Insurance everywhere works by pooling together similar risks. While only a handful of insurers are truly global in scope, almost all of them spread their risk around the world by buying "reinsurance" (insurance for insurance companies) that allows them to pool the risk of a hurricane in Florida with, for example, the risk of flooding in the United Kingdom and a cyclone in Australia. Since these events will almost never happen at the same time, reinsurers can profit by earning premiums for one type of risk even as they pay out huge claims for another. All other things being equal, a broader pool lowers premiums.
But, by consolidating risk in the United States, Wilson's bill does the exact opposite of good insurance practice. To simply break even in the long run, its new mechanisms will have to charge more than the private sector and thus, nobody would have any reason to do business with them. The most likely outcome, however, is that it will charge less than it needs to break even and thus end up leaving taxpayers with the bill.
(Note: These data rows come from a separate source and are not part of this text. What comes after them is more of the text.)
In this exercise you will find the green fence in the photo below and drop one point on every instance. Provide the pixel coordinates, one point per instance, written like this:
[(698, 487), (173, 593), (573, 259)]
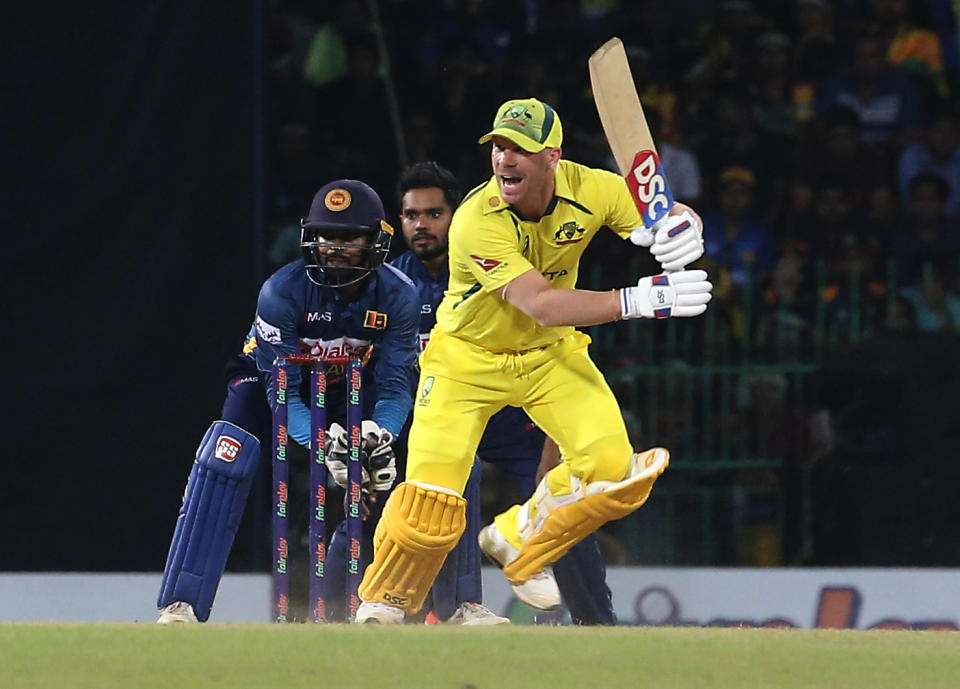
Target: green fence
[(732, 395)]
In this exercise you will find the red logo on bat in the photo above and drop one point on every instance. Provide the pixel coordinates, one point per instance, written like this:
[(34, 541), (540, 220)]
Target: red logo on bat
[(487, 264)]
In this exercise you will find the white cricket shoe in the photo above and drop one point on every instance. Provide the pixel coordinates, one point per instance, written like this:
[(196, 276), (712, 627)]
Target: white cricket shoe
[(379, 613), (474, 615), (177, 613), (539, 591)]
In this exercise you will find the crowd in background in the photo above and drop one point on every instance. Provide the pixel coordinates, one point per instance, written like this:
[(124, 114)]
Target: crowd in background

The most similar effort that now exists, National Flood Insurance Program, began with similar promises of responsibility but was was recently the recipient of a $9.7 billion bailout and will owe taxpayers around $30 billion once it finishes paying all claims for super-storm Sandy. And taxpayers are hugely unlikely to get any of that money back.
And, through these profligate subsidies, the proposed programs would do immense environmental damage by providing huge incentives to build in the most disaster-prone areas the country. The only winners, its likely, will be real estate developers who own-disaster-prone land and insurance companies that would like to shed responsibility for actually taking on risk.